2007 will be saved by... Canadian scientists who will discover a way to easily convert tap water into American beer (not too hard, there are few chemical differences, making it the easier problem to solve).
The ability to have "Beer Faucets" in every house with the installation of a small device at the local treatment plants will result in a drop in domestic violence and infidelity (men will both find their wives more attractive and have no reason to go out to bars), fix our middle east problems when the various wheat, rice, and hops harvesters are pushed into diverting their wares to be turned into biofuel that replaces all imported oil, and valuable shelf space in the local grocery stores that once held Miller and Coors will be available for use by the various hippy-juice companies, making agitators and protesters around the country suddenly feel accepted.

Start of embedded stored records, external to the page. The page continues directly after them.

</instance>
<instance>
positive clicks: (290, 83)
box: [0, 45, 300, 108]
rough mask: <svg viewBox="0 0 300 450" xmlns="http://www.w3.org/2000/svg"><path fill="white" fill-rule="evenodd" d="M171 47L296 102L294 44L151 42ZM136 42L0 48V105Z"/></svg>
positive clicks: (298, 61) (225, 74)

Our president will "loosen up" and withdraw troops, and the various terrorist supporting economies will collapse in on themselves by the sudden loss in demand for their product and will beg for us to deploy back so we can continue to support their local stores. We will decline, and the Middle East will reformat itself as a nice tourist destination.
Dogs and cats will, in the spirit of cooperation, sign a peace accord, the sun will come out just a little more often, and the streets will be filled with the sounds of laughing children playing stick ball and hopscotch while evading weaving cars piloted by buzzed drivers coming home from a relaxing day of well hydrated Air Traffic Control.